A Categorization of Major Clustering Methods
Introduction: Many clustering algorithms exist in the literature. It is difficult to provide a crisp categorization of clustering methods because these categories may overlap, so that a method may have features from several categories. Nevertheless, it is useful to present a relatively organized picture of the different clustering methods.
In general, the major clustering methods can be classified into the following categories.
Partitioning methods: Given a database of n objects or data tuples, a partitioning method constructs k partitions of the data, where each partition represents a cluster and k ≤ n. That is, it classifies the data into k groups, which together satisfy the following requirements: (1) each group must contain at least one object, and (2) each object must belong to exactly one group. Notice that the second requirement can be relaxed in some fuzzy partitioning techniques. References to such techniques are given in the bibliographic notes.
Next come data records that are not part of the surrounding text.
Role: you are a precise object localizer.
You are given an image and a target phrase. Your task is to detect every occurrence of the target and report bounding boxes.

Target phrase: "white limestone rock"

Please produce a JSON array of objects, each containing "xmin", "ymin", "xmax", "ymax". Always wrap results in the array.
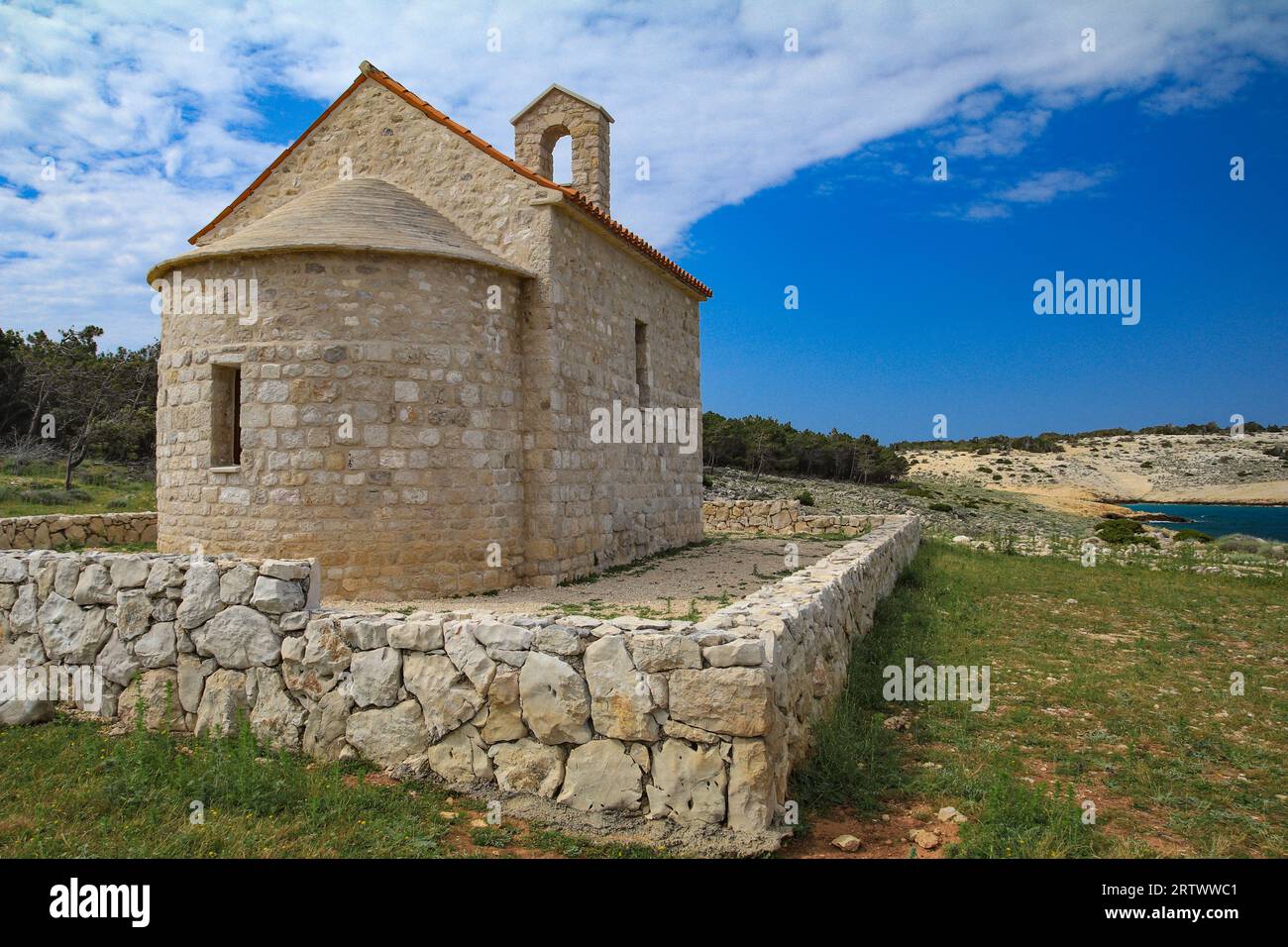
[
  {"xmin": 532, "ymin": 625, "xmax": 588, "ymax": 657},
  {"xmin": 345, "ymin": 699, "xmax": 429, "ymax": 767},
  {"xmin": 110, "ymin": 556, "xmax": 152, "ymax": 591},
  {"xmin": 36, "ymin": 592, "xmax": 112, "ymax": 665},
  {"xmin": 482, "ymin": 672, "xmax": 528, "ymax": 743},
  {"xmin": 282, "ymin": 617, "xmax": 353, "ymax": 699},
  {"xmin": 9, "ymin": 582, "xmax": 38, "ymax": 635},
  {"xmin": 474, "ymin": 621, "xmax": 532, "ymax": 651},
  {"xmin": 702, "ymin": 638, "xmax": 765, "ymax": 668},
  {"xmin": 250, "ymin": 576, "xmax": 305, "ymax": 614},
  {"xmin": 558, "ymin": 740, "xmax": 644, "ymax": 811},
  {"xmin": 340, "ymin": 618, "xmax": 398, "ymax": 651},
  {"xmin": 626, "ymin": 634, "xmax": 702, "ymax": 674},
  {"xmin": 71, "ymin": 562, "xmax": 116, "ymax": 605},
  {"xmin": 403, "ymin": 651, "xmax": 483, "ymax": 741},
  {"xmin": 248, "ymin": 668, "xmax": 304, "ymax": 753},
  {"xmin": 443, "ymin": 621, "xmax": 496, "ymax": 693},
  {"xmin": 728, "ymin": 737, "xmax": 776, "ymax": 832},
  {"xmin": 94, "ymin": 633, "xmax": 143, "ymax": 686},
  {"xmin": 189, "ymin": 605, "xmax": 282, "ymax": 670},
  {"xmin": 488, "ymin": 740, "xmax": 568, "ymax": 798},
  {"xmin": 143, "ymin": 559, "xmax": 183, "ymax": 595},
  {"xmin": 0, "ymin": 669, "xmax": 54, "ymax": 727},
  {"xmin": 667, "ymin": 668, "xmax": 772, "ymax": 737},
  {"xmin": 0, "ymin": 556, "xmax": 27, "ymax": 585},
  {"xmin": 176, "ymin": 654, "xmax": 219, "ymax": 714},
  {"xmin": 304, "ymin": 690, "xmax": 353, "ymax": 760},
  {"xmin": 197, "ymin": 668, "xmax": 250, "ymax": 737},
  {"xmin": 389, "ymin": 618, "xmax": 443, "ymax": 651},
  {"xmin": 116, "ymin": 588, "xmax": 154, "ymax": 642},
  {"xmin": 425, "ymin": 724, "xmax": 492, "ymax": 785},
  {"xmin": 0, "ymin": 634, "xmax": 46, "ymax": 669},
  {"xmin": 519, "ymin": 652, "xmax": 591, "ymax": 743},
  {"xmin": 219, "ymin": 562, "xmax": 259, "ymax": 605},
  {"xmin": 116, "ymin": 668, "xmax": 188, "ymax": 733},
  {"xmin": 349, "ymin": 648, "xmax": 402, "ymax": 707},
  {"xmin": 174, "ymin": 562, "xmax": 223, "ymax": 630},
  {"xmin": 585, "ymin": 635, "xmax": 658, "ymax": 741},
  {"xmin": 259, "ymin": 559, "xmax": 309, "ymax": 581},
  {"xmin": 134, "ymin": 621, "xmax": 177, "ymax": 669},
  {"xmin": 648, "ymin": 740, "xmax": 728, "ymax": 824}
]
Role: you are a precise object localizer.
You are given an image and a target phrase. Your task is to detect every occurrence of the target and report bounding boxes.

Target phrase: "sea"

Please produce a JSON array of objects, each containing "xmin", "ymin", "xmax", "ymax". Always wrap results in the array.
[{"xmin": 1127, "ymin": 502, "xmax": 1288, "ymax": 541}]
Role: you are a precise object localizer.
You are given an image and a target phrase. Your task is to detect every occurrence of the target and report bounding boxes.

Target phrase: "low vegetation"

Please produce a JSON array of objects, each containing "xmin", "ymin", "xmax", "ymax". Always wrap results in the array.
[
  {"xmin": 702, "ymin": 411, "xmax": 909, "ymax": 483},
  {"xmin": 791, "ymin": 541, "xmax": 1288, "ymax": 857},
  {"xmin": 0, "ymin": 716, "xmax": 658, "ymax": 858},
  {"xmin": 0, "ymin": 454, "xmax": 156, "ymax": 517}
]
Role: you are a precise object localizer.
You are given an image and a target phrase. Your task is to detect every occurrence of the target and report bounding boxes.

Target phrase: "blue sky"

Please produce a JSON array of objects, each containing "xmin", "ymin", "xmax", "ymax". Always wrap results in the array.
[
  {"xmin": 0, "ymin": 0, "xmax": 1288, "ymax": 440},
  {"xmin": 683, "ymin": 72, "xmax": 1288, "ymax": 441}
]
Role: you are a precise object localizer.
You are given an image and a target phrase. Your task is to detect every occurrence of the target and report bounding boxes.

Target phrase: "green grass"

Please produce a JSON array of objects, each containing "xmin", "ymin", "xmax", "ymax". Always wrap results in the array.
[
  {"xmin": 0, "ymin": 458, "xmax": 158, "ymax": 517},
  {"xmin": 791, "ymin": 541, "xmax": 1288, "ymax": 857},
  {"xmin": 0, "ymin": 715, "xmax": 654, "ymax": 858}
]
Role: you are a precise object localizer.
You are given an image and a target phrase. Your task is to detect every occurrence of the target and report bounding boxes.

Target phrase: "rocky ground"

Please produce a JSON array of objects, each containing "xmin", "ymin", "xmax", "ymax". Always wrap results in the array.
[
  {"xmin": 905, "ymin": 433, "xmax": 1288, "ymax": 515},
  {"xmin": 705, "ymin": 434, "xmax": 1288, "ymax": 575}
]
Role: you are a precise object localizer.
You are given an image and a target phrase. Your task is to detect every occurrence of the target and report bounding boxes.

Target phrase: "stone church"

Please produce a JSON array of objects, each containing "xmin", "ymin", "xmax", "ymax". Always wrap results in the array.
[{"xmin": 149, "ymin": 63, "xmax": 711, "ymax": 600}]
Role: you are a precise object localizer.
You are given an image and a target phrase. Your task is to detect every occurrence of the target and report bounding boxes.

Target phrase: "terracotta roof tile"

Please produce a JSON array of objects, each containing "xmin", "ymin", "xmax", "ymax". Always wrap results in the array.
[{"xmin": 188, "ymin": 61, "xmax": 711, "ymax": 299}]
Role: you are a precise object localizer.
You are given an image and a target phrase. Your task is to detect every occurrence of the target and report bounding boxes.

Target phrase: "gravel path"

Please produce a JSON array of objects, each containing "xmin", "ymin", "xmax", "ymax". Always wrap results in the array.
[{"xmin": 337, "ymin": 536, "xmax": 845, "ymax": 620}]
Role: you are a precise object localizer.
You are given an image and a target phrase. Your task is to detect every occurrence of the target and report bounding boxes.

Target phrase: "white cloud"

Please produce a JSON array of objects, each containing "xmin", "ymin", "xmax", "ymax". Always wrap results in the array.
[
  {"xmin": 0, "ymin": 0, "xmax": 1288, "ymax": 343},
  {"xmin": 993, "ymin": 167, "xmax": 1113, "ymax": 204}
]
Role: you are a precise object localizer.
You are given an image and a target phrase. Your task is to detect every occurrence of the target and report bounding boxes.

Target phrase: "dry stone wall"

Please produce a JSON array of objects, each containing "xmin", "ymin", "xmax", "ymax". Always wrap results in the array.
[
  {"xmin": 0, "ymin": 517, "xmax": 919, "ymax": 837},
  {"xmin": 0, "ymin": 513, "xmax": 158, "ymax": 549},
  {"xmin": 702, "ymin": 500, "xmax": 888, "ymax": 536}
]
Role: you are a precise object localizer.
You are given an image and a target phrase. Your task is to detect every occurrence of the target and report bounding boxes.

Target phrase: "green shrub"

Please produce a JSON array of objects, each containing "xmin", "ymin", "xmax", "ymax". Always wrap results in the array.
[
  {"xmin": 1216, "ymin": 532, "xmax": 1270, "ymax": 553},
  {"xmin": 1096, "ymin": 519, "xmax": 1158, "ymax": 549}
]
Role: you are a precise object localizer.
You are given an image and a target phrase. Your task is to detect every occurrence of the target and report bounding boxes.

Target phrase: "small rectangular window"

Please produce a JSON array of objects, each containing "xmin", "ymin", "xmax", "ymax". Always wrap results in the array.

Given k, the number of partitions to construct, a partitioning method creates an initial partitioning. It then uses an iterative relocation technique that attempts to improve the partitioning by moving objects from one group to another. The general criterion of a good partitioning is that objects in the same cluster are “close” or related to each other, whereas objects of different clusters are “far apart” or very different. There are various kinds of other criteria for judging the quality of partitions.
To achieve global optimality in partitioning-based clustering would require the exhaustive enumeration of all of the possible partitions. Instead, most applications adopt one of a few popular heuristic methods, such as (1) the k-means algorithm, where each cluster is represented by the mean value of the objects in the cluster, and (2) the k-medoids algorithm, where each cluster is represented by one of the objects located near the center of the cluster. These heuristic clustering methods work well for finding spherical-shaped clusters in small to medium-sized databases.
Hierarchical methods: A hierarchical method creates a hierarchical decomposition of the given set of data objects. A hierarchical method can be classified as being either agglomerative or divisive, based on how the hierarchical decomposition is formed. The agglomerative approach, also called the bottom-up approach, starts with each object forming a separate group. It successively merges the objects or groups that are close to one another, until all of the groups are merged into one (the topmost level of the hierarchy), or until a termination condition holds. The divisive approach, also called the top-down approach, starts with all of the objects in the same cluster. In each successive iteration, a cluster is split up into smaller clusters, until eventually each object is in one cluster, or until a termination condition holds.
Hierarchical methods suffer from the fact that once a step (merge or split) is done, it can never be undone. This rigidity is useful in that it leads to smaller computation costs by not having to worry about a combinatorial number of different choices. However, such techniques cannot correct erroneous decisions. There are two approaches to improving the quality of hierarchical clustering: (1) perform careful analysis of object “linkages” at each hierarchical partitioning, such as in Chameleon, or (2) integrate hierarchical agglomeration and other approaches by first using a hierarchical agglomerative algorithm to group objects into micro clusters, and then performing Macro clustering on the micro clusters using another clustering method such as iterative relocation, as in BIRCH.
Density-based methods: Most partitioning methods cluster objects based on the distance between objects. Such methods can find only spherical-shaped clusters and encounter difficulty at discovering clusters of arbitrary shapes. Other clustering methods have been developed based on the notion of density. Their general idea is to continue growing the given cluster as long as the density (number of objects or data points) in the “neighborhood” exceeds some threshold; that is, for each data point within a given cluster, the neighborhood of a given radius has to contain at least a minimum number of points. Such a method can be used to filter out noise (outliers) and discover clusters of arbitrary shape.
DBSCAN and its extension, OPTICS, are typical density-based methods that grow clusters according to a density-based connectivity analysis. DENCLUE is a method that clusters objects based on the analysis of the value distributions of density functions.
Grid-based methods: Grid-based methods quantize the object space into a finite number of cells that form a grid structure. All of the clustering operations are performed on the grid structure (i.e., on the quantized space). The main advantage of this approach is its fast processing time, which is typically independent of the number of data objects and dependent only on the number of cells in each dimension in the quantized space.